Governance rules for HCCs are specified in the law. If non-physicians participate in the entity, the Board of Directors must have an equal number of physician and non-physician members, plus a tie-breaking, business-experienced member. Board members may be removed only for cause. Board member terms are limited to two years, after the initial Board limit of 18-month terms. If the HCC includes hospital-based physicians, the Board must include one hospital-based physician member. The Board must include three non-voting, ex-officio community members from the service area where the HCC operates.
The Board must establish a compensation advisory committee to develop and make recommendations to the Board regarding charges, fees, payments, distributions or other compensation for health care services provided by those who participate in the HCC. The composition of the committee is specified in the law. The HCC must have policies and procedures to prevent the sharing of fees, charges and compensation data among non-HCC physicians and providers.
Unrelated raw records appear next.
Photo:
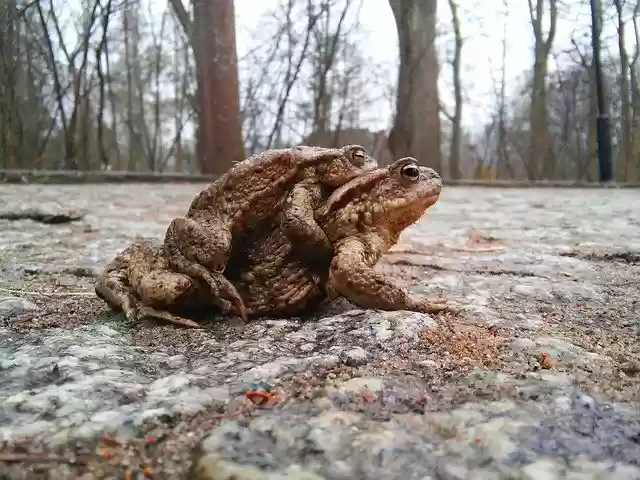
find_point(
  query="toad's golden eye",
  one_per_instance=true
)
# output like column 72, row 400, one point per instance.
column 410, row 172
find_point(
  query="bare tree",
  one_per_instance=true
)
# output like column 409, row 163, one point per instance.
column 456, row 119
column 416, row 128
column 212, row 36
column 541, row 158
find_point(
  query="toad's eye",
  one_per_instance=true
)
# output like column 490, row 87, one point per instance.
column 410, row 172
column 358, row 156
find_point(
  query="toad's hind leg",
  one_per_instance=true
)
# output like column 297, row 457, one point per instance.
column 200, row 249
column 150, row 312
column 116, row 292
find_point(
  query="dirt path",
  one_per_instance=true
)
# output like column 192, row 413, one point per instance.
column 539, row 377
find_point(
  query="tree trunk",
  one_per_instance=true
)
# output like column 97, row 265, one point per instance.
column 416, row 128
column 219, row 130
column 541, row 157
column 456, row 127
column 625, row 156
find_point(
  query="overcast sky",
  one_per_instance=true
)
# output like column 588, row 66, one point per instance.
column 482, row 26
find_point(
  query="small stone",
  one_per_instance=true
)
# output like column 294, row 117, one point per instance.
column 360, row 384
column 355, row 357
column 13, row 306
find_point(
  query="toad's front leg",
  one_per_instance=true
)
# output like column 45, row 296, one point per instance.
column 352, row 276
column 200, row 249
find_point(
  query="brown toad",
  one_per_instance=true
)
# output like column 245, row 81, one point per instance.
column 362, row 219
column 199, row 244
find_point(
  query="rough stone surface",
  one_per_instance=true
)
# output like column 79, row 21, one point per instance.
column 538, row 378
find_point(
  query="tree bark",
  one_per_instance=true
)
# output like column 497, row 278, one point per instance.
column 416, row 129
column 456, row 123
column 541, row 156
column 212, row 35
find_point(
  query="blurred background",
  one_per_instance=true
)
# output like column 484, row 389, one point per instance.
column 476, row 89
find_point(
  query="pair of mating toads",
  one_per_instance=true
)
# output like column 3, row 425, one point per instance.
column 279, row 233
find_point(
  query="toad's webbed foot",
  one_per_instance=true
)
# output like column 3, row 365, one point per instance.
column 430, row 305
column 145, row 311
column 200, row 249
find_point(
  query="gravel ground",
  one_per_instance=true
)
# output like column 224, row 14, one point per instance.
column 537, row 379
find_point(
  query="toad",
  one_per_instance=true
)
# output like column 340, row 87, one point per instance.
column 362, row 219
column 199, row 244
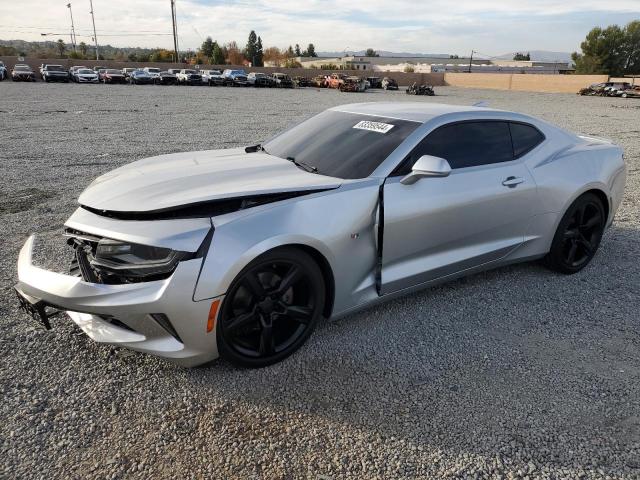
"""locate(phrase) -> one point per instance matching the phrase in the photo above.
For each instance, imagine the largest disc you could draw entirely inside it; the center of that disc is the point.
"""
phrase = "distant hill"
(540, 56)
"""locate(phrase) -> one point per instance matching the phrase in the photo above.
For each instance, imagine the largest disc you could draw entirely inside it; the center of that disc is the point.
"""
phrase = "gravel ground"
(513, 373)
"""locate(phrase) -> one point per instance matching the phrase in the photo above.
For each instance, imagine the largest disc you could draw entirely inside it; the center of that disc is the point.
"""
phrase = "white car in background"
(86, 75)
(153, 72)
(212, 77)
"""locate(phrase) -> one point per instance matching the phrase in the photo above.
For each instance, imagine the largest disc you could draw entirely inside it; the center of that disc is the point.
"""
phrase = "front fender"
(339, 224)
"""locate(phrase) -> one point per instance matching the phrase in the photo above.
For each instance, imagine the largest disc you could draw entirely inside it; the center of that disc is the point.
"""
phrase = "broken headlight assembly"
(103, 260)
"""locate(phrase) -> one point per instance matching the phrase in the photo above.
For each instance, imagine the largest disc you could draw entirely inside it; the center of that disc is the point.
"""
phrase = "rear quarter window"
(525, 138)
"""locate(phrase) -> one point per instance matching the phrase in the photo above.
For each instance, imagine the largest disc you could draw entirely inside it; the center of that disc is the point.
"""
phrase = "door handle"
(512, 182)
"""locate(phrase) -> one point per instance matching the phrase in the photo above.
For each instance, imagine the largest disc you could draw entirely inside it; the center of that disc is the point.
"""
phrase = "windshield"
(340, 144)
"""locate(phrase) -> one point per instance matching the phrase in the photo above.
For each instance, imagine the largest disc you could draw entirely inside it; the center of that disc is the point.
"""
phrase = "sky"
(490, 27)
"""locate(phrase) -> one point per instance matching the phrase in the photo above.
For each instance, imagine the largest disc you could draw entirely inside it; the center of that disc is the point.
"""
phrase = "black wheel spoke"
(267, 345)
(572, 252)
(241, 321)
(586, 246)
(293, 275)
(298, 313)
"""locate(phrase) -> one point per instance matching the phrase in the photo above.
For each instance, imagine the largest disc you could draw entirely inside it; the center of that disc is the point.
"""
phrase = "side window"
(525, 138)
(467, 144)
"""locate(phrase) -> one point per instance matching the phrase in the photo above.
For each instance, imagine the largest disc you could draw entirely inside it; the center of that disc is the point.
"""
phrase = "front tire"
(271, 308)
(578, 235)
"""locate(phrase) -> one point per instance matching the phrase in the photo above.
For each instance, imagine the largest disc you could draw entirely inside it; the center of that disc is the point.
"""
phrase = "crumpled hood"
(168, 181)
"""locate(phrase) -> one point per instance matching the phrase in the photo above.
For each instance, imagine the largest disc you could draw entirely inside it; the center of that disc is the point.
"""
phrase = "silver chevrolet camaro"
(239, 253)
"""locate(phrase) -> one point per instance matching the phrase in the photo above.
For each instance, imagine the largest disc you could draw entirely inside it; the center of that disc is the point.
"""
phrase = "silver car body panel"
(433, 230)
(166, 181)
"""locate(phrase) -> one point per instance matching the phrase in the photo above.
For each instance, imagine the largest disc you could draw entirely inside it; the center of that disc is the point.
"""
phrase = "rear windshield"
(340, 144)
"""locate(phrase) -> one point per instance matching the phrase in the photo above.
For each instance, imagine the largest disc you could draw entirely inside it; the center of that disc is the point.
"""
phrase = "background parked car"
(111, 75)
(73, 70)
(189, 77)
(127, 71)
(319, 81)
(211, 77)
(22, 73)
(302, 82)
(259, 79)
(85, 75)
(235, 77)
(389, 84)
(55, 73)
(165, 78)
(374, 82)
(282, 80)
(153, 71)
(335, 80)
(140, 77)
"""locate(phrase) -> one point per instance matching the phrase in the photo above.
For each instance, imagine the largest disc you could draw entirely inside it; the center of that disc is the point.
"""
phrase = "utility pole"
(73, 30)
(175, 29)
(95, 37)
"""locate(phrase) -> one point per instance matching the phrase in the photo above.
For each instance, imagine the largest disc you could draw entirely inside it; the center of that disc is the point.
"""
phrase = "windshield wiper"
(254, 148)
(304, 166)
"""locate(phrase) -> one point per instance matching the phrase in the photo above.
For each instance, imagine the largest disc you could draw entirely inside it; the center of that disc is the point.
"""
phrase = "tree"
(310, 51)
(259, 54)
(207, 48)
(252, 47)
(61, 47)
(273, 55)
(234, 55)
(612, 51)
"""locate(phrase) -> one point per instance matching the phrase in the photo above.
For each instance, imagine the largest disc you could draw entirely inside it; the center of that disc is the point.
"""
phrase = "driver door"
(478, 214)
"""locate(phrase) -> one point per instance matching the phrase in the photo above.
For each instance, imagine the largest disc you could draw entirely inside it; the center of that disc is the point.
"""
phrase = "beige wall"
(524, 82)
(435, 79)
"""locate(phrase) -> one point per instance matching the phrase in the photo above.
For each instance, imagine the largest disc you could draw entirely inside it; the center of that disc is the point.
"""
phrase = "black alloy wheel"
(578, 235)
(271, 308)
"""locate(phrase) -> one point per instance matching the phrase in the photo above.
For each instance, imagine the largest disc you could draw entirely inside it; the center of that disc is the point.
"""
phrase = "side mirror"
(427, 166)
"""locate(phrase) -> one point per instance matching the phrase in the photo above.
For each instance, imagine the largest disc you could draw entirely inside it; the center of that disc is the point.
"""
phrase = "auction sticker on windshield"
(373, 126)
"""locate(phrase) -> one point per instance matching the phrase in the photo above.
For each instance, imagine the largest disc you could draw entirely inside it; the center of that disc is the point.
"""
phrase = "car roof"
(412, 111)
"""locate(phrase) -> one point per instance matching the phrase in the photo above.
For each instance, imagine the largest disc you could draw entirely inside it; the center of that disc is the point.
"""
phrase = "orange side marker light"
(213, 313)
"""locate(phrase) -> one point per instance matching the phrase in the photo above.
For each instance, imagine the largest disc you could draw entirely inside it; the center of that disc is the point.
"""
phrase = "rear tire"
(578, 235)
(271, 308)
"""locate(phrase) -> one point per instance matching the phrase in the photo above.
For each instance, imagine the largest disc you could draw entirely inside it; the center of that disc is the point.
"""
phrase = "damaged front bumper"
(157, 317)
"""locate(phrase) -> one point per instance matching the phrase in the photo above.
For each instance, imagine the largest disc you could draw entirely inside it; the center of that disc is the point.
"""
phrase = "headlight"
(134, 260)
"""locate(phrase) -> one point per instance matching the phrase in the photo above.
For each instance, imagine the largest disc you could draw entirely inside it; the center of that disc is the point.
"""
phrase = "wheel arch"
(327, 274)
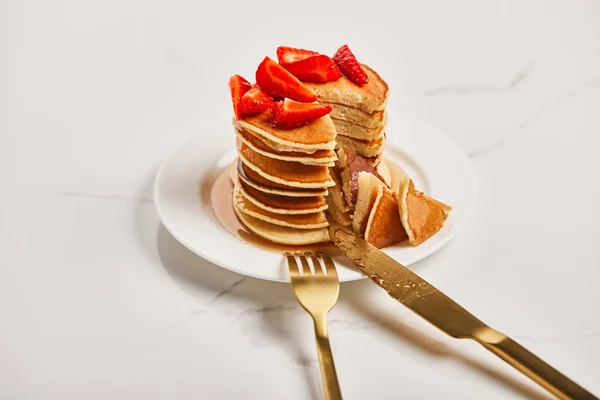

Other requirements include that the HCC may not use a covenant not to compete to prohibit a physician from providing medical services or participating in another HCC in the same service area; may not prohibit a physician or other health care provider, as a condition of participating in the HCC, from participating in another HCC; and must maintain sufficient working capital and reserves. The financial requirements are expected to be established in regulations.
Antitrust concerns are addressed by requiring review of the application for a certificate of authority by the Attorney General. A certificate “shall be issued” if the TDI Commissioner is satisfied that the pro-competitive benefits of the proposed HCC are likely to substantially outweigh the anticompetitive effects of any increase in market power. A HCC is subject to sanctions if it has or is utilizing market power in an anti-competitive manner.
It is expected that regulations will be developed by TDI and the Attorney General’s Office to facilitate the licensing and regulation of the new HCC entities. The regulations are not required to be in place until September 1, 2012.
Texas Institute of Health Care Quality and Efficiency
The Health and Safety Code is amended by SB 7 to add a new Chapter 1002, which establishes the Texas Institute of Health Care Quality and Efficiency (“TIHCQE”), to be administratively attached to the Health and Human Services Commission. The Board of Directors of the TIHCQE will consist of 15 Governor-appointees, 10 ex-officio, non-voting members specified in the law, and representatives of every State agency and system of higher education that purchases or provides health care, as determined by the Governor.
The TIHCQE is charged with making recommendations to the Legislature regarding improvement of health care quality, efficiency, potentially preventable events, measuring tools and creating a State Plan addressing these areas. Reports to the Governor and other legislative leadership on improving the quality and efficiency of health care in the State, improving reporting, consolidation and transparency of health care information and implementing and supporting innovative health care collaborative payment and delivery systems established through HCCs under the Insurance Code are due on December 1, 2012, and a report on the feasibility and accessibility of an all-payor claims database is due on January 1, 2013.